Melanin biosynthesis is a human defense mechanism to protect skin from UV irradiation and also determines colors of hair and skin. However, as a interest on skin-whitening increases, researches to prevent pigmentation and hypersynthesis of melanin in skin are being actively in progress. Active components used as a whitening agent in cosmeceuticals are kojic acid, arbutin, vitamin C and hydroquinone. However, until now, because comparison researches among them in the aspect of both melanin formation and cellular toxicity have not been performed, we can't exactly estimate merits and defects of them as a whitening agent. To this end, we performed experiments to compare their effects on cell viability and melanin formation.

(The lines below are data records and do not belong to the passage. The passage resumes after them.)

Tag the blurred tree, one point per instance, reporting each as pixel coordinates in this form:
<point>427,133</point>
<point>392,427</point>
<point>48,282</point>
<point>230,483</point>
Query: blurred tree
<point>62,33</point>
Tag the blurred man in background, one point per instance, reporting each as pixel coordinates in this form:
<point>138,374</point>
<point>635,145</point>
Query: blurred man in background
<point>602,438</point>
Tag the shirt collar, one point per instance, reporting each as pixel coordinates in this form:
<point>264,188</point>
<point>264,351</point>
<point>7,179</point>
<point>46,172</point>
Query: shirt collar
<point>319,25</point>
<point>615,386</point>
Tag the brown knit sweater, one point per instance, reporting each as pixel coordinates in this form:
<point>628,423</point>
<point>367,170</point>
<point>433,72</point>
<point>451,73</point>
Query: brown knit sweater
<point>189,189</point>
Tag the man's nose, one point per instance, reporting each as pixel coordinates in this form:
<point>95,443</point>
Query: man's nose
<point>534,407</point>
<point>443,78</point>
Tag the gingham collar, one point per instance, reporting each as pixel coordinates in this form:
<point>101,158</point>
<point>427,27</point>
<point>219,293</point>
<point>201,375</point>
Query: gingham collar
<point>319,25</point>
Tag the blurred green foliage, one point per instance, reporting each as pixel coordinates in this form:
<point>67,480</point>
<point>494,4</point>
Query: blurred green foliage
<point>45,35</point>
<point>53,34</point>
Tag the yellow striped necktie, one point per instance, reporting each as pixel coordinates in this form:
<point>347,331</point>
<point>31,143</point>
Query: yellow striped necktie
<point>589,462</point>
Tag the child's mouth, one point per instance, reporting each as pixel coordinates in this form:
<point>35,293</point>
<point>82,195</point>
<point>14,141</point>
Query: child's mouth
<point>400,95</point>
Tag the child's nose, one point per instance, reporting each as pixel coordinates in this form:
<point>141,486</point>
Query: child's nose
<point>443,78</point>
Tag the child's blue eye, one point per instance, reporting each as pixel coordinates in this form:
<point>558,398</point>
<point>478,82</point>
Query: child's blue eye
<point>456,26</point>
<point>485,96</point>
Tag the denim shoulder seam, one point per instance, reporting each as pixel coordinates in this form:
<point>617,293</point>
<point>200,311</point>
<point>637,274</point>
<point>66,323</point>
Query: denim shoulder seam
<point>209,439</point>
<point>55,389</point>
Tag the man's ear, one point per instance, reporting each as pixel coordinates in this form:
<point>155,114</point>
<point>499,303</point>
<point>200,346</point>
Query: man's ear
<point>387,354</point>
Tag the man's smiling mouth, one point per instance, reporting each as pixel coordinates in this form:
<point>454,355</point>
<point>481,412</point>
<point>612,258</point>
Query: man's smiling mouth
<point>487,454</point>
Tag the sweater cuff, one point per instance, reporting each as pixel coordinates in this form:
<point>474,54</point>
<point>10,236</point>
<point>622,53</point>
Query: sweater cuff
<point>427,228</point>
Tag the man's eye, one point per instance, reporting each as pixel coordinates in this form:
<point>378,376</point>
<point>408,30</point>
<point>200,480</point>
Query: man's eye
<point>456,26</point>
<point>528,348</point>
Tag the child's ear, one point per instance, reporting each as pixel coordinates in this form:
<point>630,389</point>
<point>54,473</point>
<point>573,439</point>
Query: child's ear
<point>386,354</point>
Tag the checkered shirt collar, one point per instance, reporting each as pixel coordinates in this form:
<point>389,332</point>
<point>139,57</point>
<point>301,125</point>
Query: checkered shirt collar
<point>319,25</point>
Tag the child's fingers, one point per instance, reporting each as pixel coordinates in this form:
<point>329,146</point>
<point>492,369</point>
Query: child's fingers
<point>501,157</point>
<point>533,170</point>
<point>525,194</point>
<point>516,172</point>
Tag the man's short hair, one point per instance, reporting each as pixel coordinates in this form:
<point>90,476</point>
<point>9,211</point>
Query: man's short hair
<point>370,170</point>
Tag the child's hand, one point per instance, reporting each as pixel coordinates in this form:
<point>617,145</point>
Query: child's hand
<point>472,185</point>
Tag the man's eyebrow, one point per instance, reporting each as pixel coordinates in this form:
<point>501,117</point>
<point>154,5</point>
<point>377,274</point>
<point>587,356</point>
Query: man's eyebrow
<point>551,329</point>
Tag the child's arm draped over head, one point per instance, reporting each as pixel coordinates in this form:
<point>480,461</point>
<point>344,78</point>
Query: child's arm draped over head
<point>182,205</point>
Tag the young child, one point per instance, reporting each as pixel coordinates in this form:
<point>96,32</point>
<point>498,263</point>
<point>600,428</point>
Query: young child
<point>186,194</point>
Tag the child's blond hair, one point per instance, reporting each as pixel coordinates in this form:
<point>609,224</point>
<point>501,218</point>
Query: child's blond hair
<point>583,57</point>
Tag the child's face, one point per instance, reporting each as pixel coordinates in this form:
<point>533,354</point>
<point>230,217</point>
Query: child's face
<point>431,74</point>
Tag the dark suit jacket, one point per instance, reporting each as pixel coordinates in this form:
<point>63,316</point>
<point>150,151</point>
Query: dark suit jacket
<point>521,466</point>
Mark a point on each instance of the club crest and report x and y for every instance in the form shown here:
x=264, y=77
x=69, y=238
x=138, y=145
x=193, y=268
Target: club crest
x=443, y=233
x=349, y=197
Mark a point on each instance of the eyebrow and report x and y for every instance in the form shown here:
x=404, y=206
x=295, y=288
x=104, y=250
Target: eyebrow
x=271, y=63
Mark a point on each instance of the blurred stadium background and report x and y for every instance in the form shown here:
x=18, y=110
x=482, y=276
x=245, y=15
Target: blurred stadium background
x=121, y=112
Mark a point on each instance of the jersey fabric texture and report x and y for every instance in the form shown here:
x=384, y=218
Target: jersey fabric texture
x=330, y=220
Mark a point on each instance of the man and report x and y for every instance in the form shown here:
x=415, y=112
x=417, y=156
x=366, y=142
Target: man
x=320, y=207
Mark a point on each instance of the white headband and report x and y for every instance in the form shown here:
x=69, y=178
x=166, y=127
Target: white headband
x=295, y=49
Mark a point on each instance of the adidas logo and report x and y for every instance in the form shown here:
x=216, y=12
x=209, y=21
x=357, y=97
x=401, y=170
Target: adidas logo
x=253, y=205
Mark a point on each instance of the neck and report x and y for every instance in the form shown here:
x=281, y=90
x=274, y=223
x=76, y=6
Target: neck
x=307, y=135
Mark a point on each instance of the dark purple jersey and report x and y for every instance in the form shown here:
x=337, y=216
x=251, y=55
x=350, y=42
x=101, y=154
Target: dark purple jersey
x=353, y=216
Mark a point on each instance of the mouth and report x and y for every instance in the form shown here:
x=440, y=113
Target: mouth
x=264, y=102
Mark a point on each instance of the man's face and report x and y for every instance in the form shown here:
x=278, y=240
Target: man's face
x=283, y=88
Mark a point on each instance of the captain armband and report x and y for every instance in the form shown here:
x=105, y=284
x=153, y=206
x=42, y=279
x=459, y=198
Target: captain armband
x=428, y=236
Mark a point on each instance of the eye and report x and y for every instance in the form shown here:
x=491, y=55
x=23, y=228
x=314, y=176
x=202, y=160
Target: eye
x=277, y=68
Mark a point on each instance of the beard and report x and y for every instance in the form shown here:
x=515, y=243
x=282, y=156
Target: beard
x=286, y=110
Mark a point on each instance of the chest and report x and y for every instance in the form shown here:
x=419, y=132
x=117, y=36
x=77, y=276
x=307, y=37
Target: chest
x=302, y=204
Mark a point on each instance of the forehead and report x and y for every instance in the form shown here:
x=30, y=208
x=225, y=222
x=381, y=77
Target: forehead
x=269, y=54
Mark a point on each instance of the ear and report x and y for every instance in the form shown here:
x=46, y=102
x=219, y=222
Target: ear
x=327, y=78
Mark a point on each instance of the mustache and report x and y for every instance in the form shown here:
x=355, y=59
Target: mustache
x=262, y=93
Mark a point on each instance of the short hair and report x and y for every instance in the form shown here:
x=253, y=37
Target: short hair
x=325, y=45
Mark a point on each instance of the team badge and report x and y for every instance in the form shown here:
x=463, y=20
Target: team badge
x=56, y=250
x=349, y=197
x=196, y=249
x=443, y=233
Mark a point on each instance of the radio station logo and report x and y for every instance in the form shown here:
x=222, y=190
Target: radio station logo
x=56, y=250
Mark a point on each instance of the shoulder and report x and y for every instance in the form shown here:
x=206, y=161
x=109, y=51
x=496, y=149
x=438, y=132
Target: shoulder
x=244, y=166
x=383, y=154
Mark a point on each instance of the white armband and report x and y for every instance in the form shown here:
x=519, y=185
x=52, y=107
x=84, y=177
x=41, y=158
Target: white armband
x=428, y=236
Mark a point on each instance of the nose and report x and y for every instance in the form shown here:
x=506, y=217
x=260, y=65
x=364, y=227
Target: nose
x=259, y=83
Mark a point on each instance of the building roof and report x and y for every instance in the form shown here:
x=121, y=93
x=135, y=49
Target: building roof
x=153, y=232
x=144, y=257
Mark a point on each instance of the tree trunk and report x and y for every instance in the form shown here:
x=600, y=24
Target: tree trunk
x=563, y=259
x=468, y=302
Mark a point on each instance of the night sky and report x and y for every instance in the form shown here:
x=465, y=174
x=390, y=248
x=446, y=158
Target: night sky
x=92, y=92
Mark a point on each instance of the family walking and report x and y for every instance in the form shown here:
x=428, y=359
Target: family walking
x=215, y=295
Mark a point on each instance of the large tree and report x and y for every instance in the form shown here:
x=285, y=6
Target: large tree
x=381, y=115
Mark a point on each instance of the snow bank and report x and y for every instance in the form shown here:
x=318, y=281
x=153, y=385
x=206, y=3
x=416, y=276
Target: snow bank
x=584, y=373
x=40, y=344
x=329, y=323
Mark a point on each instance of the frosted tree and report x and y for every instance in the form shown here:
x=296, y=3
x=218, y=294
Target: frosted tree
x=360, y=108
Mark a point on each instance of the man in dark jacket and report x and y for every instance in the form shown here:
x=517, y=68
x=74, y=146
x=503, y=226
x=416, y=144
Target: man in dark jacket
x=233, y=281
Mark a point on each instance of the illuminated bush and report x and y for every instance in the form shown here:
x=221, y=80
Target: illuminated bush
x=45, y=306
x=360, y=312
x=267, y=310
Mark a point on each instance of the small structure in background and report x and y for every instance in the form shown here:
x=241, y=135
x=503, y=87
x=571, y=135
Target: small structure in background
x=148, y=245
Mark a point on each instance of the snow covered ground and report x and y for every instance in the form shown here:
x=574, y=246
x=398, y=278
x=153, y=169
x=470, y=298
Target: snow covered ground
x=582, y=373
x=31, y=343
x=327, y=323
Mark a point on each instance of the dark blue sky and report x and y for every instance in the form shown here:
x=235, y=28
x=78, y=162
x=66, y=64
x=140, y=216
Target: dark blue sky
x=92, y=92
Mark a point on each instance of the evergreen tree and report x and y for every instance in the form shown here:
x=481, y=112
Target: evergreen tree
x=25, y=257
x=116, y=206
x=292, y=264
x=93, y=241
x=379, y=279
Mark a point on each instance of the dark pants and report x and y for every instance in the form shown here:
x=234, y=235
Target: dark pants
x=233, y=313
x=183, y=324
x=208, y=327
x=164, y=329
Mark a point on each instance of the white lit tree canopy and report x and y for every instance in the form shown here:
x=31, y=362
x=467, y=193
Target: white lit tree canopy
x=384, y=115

As a first step, in vitro tyrosinase inhibition assay was done. While kojic acid and hydroquinone showed strong inhibition activities(their IC$\_$50/s are all < 100uM), arbutin and vitamin C showed weak activities. IC$\_$50/s of arbutin and vitamin C are 100uM and 400∼500uM, respectively. In B16BL6 melanoma cells, like in vitro tyrosinase inhibition assay, arbutin and kojic acid showed more strong inhibition effect on melanin synthesis than vitamin C. And unlike arbutin, vitamin C and kojic acid induced cell death at high concentration. Although arbutin showed no cytotoxicity, it has side effect to induce morphological change at high concentration.. In this paper, we suggest both kojic acid and arbutin have stronger ability to inhibit melanogenesis than vitamin C. And they also have side effect, that is, kojic acid induces cell death like vitamin C and arbutin changes cell morphology respectively.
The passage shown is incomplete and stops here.